Il nous a connus tous et nous a tous aimés, sachons, cette nuit d’hiver, de cap en cap, du pôle tumultueux au château, de la foule à la plage, de regards en regards, forces et sentiments las, le héler et le voir, et le renvoyer, et sous les marées et au haut des déserts de neige, suivre ses vues, — ses souffles — son corps, — son jour.

Rimb., « Génie » (Illuminations) [1873 ?]

Tout a recommencé de finir ce matin – cette nuit –, à 4h27, quand à cette heure (et en ce lieu) le soleil revint (mais d’où ?) et, ayant atteint ce point ultime de disparition, décida — provisoirement — de revenir, et l’équilibre des jours et des nuits ainsi rompu, la vie reprendrait peut-être, l’illusion d’un retour : non, on sait que c’est autre chose, que c’est leçon, grande et haute, celle qui dit (outre l’effacement soit ma façon de resplendir) que la nuit est la condition du jour, que le jour revient seulement s’il a éprouvé de la nuit sa plus grande menace, que ce moment précis de plus puissante rétraction est aussi celui de l’appui vers la lumière la plus pure de juillet : que nous sommes lancés vers juillet à la seconde même où le froid perce le plus profondément en nous — d’ailleurs, le vent n’a jamais été aussi terrible que ce matin où le matin déjà allait gagner quelques secondes sur la nuit, à peine de quoi voir venir, et le ciel était bleu, comme la plaie sur le cadavre, et comme si le cadavre soudain ouvrait les yeux, et criait.
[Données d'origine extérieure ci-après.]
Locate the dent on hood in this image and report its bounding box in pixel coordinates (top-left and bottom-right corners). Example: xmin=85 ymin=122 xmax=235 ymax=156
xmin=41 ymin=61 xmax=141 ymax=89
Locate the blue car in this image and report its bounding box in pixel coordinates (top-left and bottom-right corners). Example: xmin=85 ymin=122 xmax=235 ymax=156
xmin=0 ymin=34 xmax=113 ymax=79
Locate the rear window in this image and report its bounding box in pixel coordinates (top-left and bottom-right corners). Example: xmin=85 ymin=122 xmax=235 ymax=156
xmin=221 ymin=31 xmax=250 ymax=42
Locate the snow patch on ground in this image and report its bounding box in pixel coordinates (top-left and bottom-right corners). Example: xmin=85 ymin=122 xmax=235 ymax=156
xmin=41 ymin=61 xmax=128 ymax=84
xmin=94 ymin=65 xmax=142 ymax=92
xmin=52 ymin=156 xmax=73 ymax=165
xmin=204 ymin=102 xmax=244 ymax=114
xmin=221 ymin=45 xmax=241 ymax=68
Ô terreur : ne dormir que vers deux heures et se réveiller chaque seconde (c’était l’impression), se dire : de n’avoir pas su trouver les mots — mais les mots avaient fui eux aussi et me rendaient plus lâche encore de les chercher en moi —, de n’avoir pas su dire ni regarder en face (le soleil ni la mort, mais pas seulement) : et c’était évidemment la veille du solstice hier, aucun hasard : seulement de la solitude terriblement répandue devant moi avec s[m]es visages muets, et le bruit de la porte qui se referme, les pas qui s’éloignent.

Je récite en moi-même les mots

Rimbaud, « Génie »

mais dire les mots suffisent-ils pour qu’ils disent ce qu’ils portent en eux, je ne sais pas : les mots de courage, de dignité, d’intelligence, les mots de solitude : les mots qui serviraient comme des mains dans le noir de la grotte pour avancer, les mots qui seraient du sang aussi au bout de mes mains éraflées par les ours peints, les loups, les sexes, les mots qui seraient des bêtes cachées dans l’angle mort, les mots qui parviendraient à dire la profondeur des rues de Babylone et le silence qu’il faisait le lendemain de sa chute, les mots qui diraient cela et tout le reste rien qu’en disant ce qu’il faudrait dire pour que la ville ait lieu et avec elle la vie entière qui déjà, comme la bête que rien n’apprivoisera jamais, s’éloigne quand on l’appelle avec des larmes.